Materials and methods Patients and healthy donors From September 2012 to February 2014, 112 HNSCC patients were enrolled in the present study [19 oral cavity squamous cell carcinoma (OCSCC), 20 hypopharyngeal squamous cell carcinoma (HPSCC), 18 nasopharyngeal squamous cell carcinoma (NPSCC), 19 oropharyngeal squamous cell carcinoma (OPSCC),
and 36 laryngeal squamous cell carcinoma (LSCC)]. Patients were diagnosed at the Department of Otorhinolaryngology, the First Affiliated Hospital of Sun Yat-sen University without any previous oncological treatment. Healthy SC79 age-matched donors (29 males and 2 female with a mean age of 45 years; range: 38–81) were enrolled as controls. The main clinical and pathologic characteristics of the patients are presented in Table 1. Clinical staging and the anatomic subsites
of the tumors were assessed according to the 6th edition of the Union Internationale Contre Cancer (UICC 2008) tumor-node-metastasis classification of malignant tumors. Table 1 Clinicopathological features of 112 HNSCC patients who donated peripheral blood for this study Characteristics Number Age (years) mean (range) 47 (37–83) Gender Male 108 Female 4 Total 112 Tumor site Oral cavity 19 Hypopharynx 20 Nasopharynx 18 Oropharynx 19 Larynx 36 Tumor stage T1–2 46 T3–4 66 Nodal status N0 70 N+ 42 M stage M0 112 M1 0 HNSCC, Head and neck squamous cell carcinoma. Ethics statements The study protocol PF-6463922 molecular weight (No. 2012–349) was approved by the ethic Committee of The First Affiliated Hospital of Sun Yat-sen University,
and was used for research purposes only.

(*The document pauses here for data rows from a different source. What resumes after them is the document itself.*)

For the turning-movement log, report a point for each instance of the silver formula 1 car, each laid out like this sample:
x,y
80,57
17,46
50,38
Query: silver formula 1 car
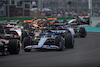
x,y
57,38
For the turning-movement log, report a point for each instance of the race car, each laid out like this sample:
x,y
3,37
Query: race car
x,y
73,24
58,39
9,46
11,31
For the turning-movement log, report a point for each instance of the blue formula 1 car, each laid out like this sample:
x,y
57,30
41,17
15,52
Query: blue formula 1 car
x,y
57,38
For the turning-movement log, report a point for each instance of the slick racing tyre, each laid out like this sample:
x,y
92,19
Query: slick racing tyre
x,y
27,50
69,41
82,32
14,46
4,50
27,41
24,34
59,42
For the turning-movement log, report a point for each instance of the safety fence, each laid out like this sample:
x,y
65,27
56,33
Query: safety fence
x,y
48,8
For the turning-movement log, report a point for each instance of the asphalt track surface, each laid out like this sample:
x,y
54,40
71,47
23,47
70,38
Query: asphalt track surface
x,y
86,53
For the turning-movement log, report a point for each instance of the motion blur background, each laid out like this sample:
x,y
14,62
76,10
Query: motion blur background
x,y
48,8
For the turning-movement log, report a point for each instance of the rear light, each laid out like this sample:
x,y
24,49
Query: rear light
x,y
15,36
48,35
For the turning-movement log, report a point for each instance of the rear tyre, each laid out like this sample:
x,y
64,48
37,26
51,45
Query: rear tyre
x,y
82,32
14,46
27,41
69,41
5,50
59,42
24,34
27,50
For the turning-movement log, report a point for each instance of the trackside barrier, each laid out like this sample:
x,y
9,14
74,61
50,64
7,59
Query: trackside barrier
x,y
60,19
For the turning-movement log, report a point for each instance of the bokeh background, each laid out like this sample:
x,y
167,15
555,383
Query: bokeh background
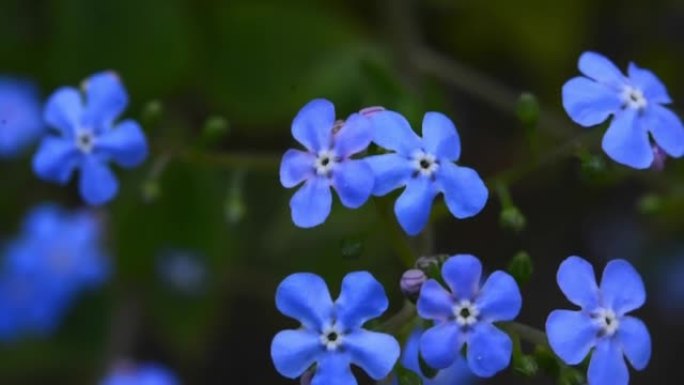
x,y
195,67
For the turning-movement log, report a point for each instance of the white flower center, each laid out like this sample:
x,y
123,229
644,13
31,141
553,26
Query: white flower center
x,y
466,313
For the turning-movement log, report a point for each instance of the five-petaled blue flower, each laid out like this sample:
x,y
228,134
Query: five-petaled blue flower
x,y
602,323
464,315
425,166
331,335
636,103
88,138
326,163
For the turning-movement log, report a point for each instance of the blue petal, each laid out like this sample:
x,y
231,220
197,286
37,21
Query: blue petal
x,y
305,297
489,350
296,167
354,136
499,298
434,302
361,298
440,137
577,281
607,366
622,287
311,204
63,110
353,180
589,103
393,132
666,128
464,191
599,68
312,127
294,351
375,353
413,206
635,341
106,99
441,344
391,172
654,90
571,335
55,159
98,184
462,273
626,140
125,144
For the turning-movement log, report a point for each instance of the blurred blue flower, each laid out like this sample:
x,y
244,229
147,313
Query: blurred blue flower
x,y
636,103
87,138
464,314
21,123
425,166
331,335
602,323
326,162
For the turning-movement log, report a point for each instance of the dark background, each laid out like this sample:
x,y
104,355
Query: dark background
x,y
255,63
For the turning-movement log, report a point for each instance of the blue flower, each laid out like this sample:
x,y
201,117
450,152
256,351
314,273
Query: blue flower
x,y
326,162
21,123
331,333
602,324
425,166
464,314
88,139
636,103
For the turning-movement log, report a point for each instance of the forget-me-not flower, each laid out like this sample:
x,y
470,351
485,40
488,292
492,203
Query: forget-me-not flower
x,y
635,101
88,138
464,314
331,333
21,123
425,166
602,324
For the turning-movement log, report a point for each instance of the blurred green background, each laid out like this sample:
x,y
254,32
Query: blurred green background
x,y
254,63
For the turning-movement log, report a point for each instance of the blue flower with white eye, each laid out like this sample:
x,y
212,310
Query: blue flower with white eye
x,y
326,162
331,334
88,138
635,101
425,166
21,123
464,315
602,324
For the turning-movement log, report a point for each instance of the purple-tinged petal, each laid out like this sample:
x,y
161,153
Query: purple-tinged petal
x,y
311,204
440,137
305,297
621,287
571,334
294,351
312,127
589,103
489,350
353,180
296,167
361,298
626,140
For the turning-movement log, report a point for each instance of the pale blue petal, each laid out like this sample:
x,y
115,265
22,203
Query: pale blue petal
x,y
571,335
588,102
361,298
294,351
622,287
440,137
311,204
312,127
626,140
305,297
464,191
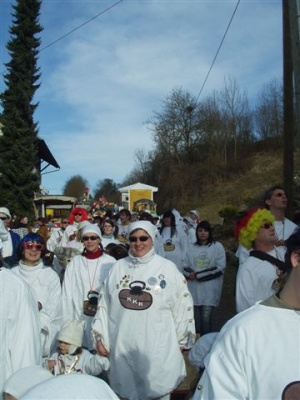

Patient and healthy donor (HD) informed consent was obtained before enrollment. Collection of peripheral blood Peripheral blood lymphocytes (PBLs) were isolated from peripheral venous blood as previously described . Isolated cells were immediately DNA Damage inhibitor re-suspended in 100 μl flow cytometry staining buffer (eBioscience, San Diego, CA, USA) for surface and intracellular staining. Antibodies and reagents Freshly obtained human PBLs were stained with the following anti-human monoclonal clonidine antibodies: anti-CD3-eFluor 605NC (0.25 μg/100 μl), anti-CD4-FITC (1.0 μg/100 μl), anti-CD25-APC (0.125 μg/100 μl), and anti-CD45RA-eFluor 450 (0.5 μg/100 μl) for surface staining. Anti-Foxp3-PE (0.25 μg/100 μl), anti-tumor necrosis factor-alpha (TNF-α)-Alexa Fluor 700 (0.25 μg/100 μl), anti-interleukin-2 (IL-2)-PE-Cy7 (0.125 μg/100 μl), anti-interferon-gamma (IFN-γ)-APC-eFluor780 (0.25 μg/100 μl), and anti-hinterleukin-17 (IL-17)-PerCP-Cy5.5 (0.125 μg/100 μl) for intracellular staining. Soluble anti-CD3 (OKT3, 0.5 μg/ml) and anti-CD28 (CD28.2, 2 μg/ml) mAb were used for in vitro activation of T cells. All antibodies and isotype controls were purchased from eBioscience (San Diego, CA, USA).